Inside, the creativity of Year One's project team comes into play as several one-off pieces were custom crafted in-house including the dash, door panels, gauge enclosure, subwoofer housing, amp displays and rear interior panels. While Auto Meter supplied the gauges and Vintage Air sent the cooling comfort, Glide Engineering handled the seating requirements. However, the task of stitching and trimming the interior was performed by Henderson's Upholstery, located in Sugar Hill, Georgia.
This creature zone is also outfitted with an Alpine DVA 7996 AM/FM/CD/DVD player, which includes an Alpine Surround Sound PXAH 701 with DTS Pro Logic. That's all driven by Kicker amps, combining an SX 700.4 4-channel, SX 400.2 2-channel, with an SX 1250.1 Mono subwoofer. An array of Kicker speakers includes the SS56.2 Component Center, two pair of SS 65.2 front and rears, two S12L7 subwoofers, with channel and component speakers.

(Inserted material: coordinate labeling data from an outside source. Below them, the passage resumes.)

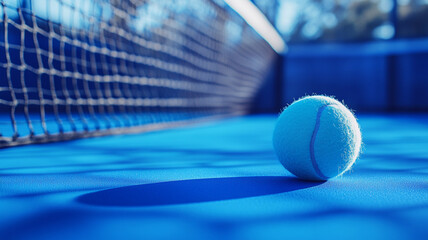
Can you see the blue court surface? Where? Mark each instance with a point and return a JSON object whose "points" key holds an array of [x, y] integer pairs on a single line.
{"points": [[217, 180]]}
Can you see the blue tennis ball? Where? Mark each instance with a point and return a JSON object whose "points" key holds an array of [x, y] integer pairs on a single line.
{"points": [[317, 138]]}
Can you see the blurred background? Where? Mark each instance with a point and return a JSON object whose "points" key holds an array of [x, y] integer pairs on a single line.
{"points": [[373, 54]]}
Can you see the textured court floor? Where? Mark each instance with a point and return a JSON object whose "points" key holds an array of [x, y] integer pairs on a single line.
{"points": [[215, 181]]}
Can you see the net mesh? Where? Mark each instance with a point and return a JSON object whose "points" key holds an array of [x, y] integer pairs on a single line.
{"points": [[78, 68]]}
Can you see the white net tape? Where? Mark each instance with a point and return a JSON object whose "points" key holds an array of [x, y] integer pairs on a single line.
{"points": [[71, 69]]}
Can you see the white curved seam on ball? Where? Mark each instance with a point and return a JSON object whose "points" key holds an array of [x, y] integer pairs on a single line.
{"points": [[311, 147]]}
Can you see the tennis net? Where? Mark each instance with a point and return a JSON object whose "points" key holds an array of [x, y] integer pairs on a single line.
{"points": [[76, 68]]}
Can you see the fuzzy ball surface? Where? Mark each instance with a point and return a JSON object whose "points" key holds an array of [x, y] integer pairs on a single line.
{"points": [[317, 138]]}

Also included is a GVision 12-inch LCD Monitor and an AlumaPro capacitor with wiring, interconnects, fuse blocks, and connectors from StreetWires. If you outfit your cruiser with this level of electronics, we hope you've got a qualified co-pilot to engineer its operation.
While Kevin's Deuce is a decidedly high-tech machine, part of that is by desire and part by design. And though it was built to be driven, its purpose is also intended to demonstrate the abilities of the project team at Year One. However, this revolutionary musclecar is available to be assembled with whatever level of technical innovation (or lack thereof) as its new owner's imagination can conjure. Year One is well equipped to guide you through the process and has the inventory needed to see your Deuce project go from the assembly stage all the way to "grins on the Boulevard."